Entre abril de 2020 e março de 2021, período em que ocupou o Ministério da Justiça, Mendonça requisitou a abertura de inquéritos policiais com base na Lei de Segurança Nacional e no Código Penal para apurar manifestações críticas ao governo, ignorando os contornos da liberdade de expressão delimitados pelo próprio STF, que agora é indicado a compor.

Mendonça teria determinado a apuração de ao menos sete publicações feitas em jornais e em redes sociais. Só para lembrar, requisitou investigação contra as manifestações de Guilherme Boulos, que lembrou que “a dinastia de Luís XIV terminou na guilhotina…”, e de Ricardo Noblat, quando afirmou que “do jeito que vão as coisas, cuide-se Bolsonaro para que não apareça outro louco como Adélio”. Também foram objeto de investigação uma curtida do deputado federal Túlio Gadêlha, no Instagram, referente a um comentário sugerindo que “uma facada verídica resolveria tudo”; a charge do cartunista Renato Aroeira em que o presidente é associado à suástica; e dois outdoors em Palmas, com a imagem de Bolsonaro e as mensagens “cabra à toa, não vale um pequi roído, Palmas quer impeachment já!” e “Vaza Bolsonaro #o Tocantins quer paz”.

Esses casos foram arquivados, cada qual com especificidades próprias, sob o mesmo fundamento de que os investigados não tinham por objetivo macular a honra do presidente da República, mas apenas o criticavam, num exercício inerente e indispensável à dialética do regime democrático. Esse desfecho, de tão fácil compreensão até para leigos, reforça a dúvida acerca do posicionamento de Mendonça no campo e nas fronteiras da liberdade de expressão, especialmente quanto a discursos incisivos à conduta de agentes públicos.
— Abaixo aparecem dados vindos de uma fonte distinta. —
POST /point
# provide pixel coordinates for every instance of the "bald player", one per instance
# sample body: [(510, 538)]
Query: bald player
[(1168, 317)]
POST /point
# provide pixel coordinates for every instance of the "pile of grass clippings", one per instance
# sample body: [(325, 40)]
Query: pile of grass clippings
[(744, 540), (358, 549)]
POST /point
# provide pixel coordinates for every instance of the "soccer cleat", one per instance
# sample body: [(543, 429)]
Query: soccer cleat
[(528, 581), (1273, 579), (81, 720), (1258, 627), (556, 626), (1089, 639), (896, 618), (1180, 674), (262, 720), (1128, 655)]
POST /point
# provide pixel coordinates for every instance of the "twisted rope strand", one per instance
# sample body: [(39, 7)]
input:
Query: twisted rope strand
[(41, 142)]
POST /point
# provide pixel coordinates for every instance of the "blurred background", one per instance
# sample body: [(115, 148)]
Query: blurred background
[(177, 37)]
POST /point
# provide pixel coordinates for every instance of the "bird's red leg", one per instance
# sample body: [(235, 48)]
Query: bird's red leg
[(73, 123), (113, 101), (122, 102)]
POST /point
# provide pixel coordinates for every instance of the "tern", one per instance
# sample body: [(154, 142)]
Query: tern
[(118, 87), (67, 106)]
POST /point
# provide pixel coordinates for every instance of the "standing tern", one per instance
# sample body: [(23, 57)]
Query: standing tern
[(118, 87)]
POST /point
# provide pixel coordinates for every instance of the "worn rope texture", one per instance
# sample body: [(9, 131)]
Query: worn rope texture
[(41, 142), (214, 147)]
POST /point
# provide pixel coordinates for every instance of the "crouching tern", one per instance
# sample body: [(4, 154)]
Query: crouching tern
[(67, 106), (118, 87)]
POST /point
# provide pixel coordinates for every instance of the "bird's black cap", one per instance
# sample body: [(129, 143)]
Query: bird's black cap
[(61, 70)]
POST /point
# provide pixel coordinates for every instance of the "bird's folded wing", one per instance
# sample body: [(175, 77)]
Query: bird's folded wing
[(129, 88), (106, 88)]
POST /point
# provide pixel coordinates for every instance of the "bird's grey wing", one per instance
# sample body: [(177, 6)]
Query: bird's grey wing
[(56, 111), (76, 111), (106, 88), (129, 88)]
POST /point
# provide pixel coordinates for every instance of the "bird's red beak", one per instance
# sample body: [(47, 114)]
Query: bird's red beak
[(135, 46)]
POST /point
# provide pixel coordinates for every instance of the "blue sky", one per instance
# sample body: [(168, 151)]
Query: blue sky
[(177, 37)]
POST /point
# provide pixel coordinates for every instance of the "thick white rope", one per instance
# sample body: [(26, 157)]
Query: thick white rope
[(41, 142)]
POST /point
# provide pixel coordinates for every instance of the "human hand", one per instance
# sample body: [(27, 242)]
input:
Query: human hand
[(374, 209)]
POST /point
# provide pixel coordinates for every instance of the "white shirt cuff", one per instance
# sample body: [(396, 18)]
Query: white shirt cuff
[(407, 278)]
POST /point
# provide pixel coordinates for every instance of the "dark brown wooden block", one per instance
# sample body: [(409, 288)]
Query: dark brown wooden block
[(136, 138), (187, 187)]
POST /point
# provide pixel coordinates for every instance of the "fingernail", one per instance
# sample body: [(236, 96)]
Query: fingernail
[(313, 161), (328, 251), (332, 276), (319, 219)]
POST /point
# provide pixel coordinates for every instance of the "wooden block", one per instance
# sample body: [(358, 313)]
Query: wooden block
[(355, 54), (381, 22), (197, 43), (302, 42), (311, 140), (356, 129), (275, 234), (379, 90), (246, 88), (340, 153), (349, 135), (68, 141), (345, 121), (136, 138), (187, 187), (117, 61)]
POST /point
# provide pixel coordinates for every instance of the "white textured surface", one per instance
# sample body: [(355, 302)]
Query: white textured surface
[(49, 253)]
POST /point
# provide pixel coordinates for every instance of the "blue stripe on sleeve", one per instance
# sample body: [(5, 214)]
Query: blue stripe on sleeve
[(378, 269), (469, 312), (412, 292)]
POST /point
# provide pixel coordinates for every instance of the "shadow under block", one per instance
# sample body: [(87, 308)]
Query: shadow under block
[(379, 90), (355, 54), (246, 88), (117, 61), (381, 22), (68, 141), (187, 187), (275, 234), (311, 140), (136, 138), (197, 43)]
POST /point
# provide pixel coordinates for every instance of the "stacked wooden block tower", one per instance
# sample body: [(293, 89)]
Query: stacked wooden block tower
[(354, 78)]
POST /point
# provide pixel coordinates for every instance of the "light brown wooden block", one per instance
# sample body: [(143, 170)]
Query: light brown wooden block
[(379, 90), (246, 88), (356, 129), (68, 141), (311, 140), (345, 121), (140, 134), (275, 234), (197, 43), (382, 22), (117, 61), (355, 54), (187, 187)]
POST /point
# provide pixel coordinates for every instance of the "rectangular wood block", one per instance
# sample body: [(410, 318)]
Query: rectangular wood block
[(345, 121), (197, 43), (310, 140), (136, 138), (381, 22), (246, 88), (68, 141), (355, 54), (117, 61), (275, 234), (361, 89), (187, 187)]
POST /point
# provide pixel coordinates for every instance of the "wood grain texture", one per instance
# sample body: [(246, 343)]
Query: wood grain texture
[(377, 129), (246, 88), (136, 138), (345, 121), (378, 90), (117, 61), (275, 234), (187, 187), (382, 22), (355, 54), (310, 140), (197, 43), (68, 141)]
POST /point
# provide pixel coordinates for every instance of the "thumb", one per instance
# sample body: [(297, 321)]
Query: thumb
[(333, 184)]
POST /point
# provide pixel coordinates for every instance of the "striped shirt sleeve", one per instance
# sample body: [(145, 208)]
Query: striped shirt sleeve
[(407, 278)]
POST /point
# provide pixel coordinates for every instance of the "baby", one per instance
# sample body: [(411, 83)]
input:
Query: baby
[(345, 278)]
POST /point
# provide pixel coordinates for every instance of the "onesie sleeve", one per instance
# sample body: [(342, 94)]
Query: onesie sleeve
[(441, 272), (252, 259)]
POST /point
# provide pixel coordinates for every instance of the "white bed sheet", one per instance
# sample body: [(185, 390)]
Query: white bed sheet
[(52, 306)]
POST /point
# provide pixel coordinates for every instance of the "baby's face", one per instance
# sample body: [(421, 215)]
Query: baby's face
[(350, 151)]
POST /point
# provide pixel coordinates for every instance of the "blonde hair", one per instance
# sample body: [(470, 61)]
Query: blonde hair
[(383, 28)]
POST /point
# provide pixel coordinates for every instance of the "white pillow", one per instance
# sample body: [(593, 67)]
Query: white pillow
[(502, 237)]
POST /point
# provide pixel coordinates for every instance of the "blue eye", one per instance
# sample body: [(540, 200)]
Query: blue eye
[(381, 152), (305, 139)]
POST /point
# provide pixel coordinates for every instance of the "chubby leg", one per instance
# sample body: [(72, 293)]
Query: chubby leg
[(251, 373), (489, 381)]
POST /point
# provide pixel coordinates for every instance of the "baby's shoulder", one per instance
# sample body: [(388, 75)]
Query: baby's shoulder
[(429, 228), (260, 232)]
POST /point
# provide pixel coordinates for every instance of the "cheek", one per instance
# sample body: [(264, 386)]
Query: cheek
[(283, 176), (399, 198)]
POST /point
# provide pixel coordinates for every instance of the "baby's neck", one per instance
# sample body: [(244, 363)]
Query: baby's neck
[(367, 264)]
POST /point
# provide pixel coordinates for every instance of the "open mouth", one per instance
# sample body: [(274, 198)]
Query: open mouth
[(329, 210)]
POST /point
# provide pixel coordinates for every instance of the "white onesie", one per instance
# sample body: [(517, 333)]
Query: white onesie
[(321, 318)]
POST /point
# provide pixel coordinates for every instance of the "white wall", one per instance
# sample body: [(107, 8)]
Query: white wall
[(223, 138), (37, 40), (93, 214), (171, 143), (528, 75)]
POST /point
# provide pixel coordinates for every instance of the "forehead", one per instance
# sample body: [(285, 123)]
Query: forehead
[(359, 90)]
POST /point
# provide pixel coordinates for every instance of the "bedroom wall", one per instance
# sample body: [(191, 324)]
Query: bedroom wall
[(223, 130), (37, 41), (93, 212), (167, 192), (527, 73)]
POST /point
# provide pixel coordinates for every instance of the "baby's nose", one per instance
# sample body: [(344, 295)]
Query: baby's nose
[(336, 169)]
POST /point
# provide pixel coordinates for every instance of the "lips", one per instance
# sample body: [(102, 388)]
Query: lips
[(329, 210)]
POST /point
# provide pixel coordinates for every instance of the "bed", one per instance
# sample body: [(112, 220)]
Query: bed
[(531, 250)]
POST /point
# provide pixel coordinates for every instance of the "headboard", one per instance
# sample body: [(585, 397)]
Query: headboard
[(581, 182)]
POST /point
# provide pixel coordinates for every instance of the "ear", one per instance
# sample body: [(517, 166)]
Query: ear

Pessoas públicas, em especial aquelas que ocupam cargos políticos, submetem-se a um maior escrutínio por parte da sociedade, devendo ser mais tolerantes à crítica. Isso se dá porque se expõem voluntariamente e, por vezes, se beneficiam dessa exposição. Natural, assim, que também tenham de acolher o ônus dessa posição.

Reclamar de políticos e questionar duramente suas condutas, numa linguagem comum e às vezes mordaz, não é só necessário, como integra o jogo republicano. A pretensão de criminalizar a crítica é uma verdadeira aberração, um despautério sem limite, porque esse é um direito essencial para as democracias e é particularmente importante em períodos de polarização e controvérsias políticas. Aos cidadãos, justamente ,cabe controlar aqueles que exercem os poderes de Estado. Não faz sentido algum que o sistema repressivo estatal seja impulsionado para puni-los.

Caso venha a ser sabatinado, espera-se então que as senhoras e os senhores integrantes do Senado questionem Mendonça acerca de sua postura nos episódios aqui lembrados diante do livre exercício do direito de informação, de opinião e de crítica. Como o eventual ministro se portará quando for instado a proferir decisões a respeito de críticas e comentários lançados às pessoas e às ações daqueles que o indicaram?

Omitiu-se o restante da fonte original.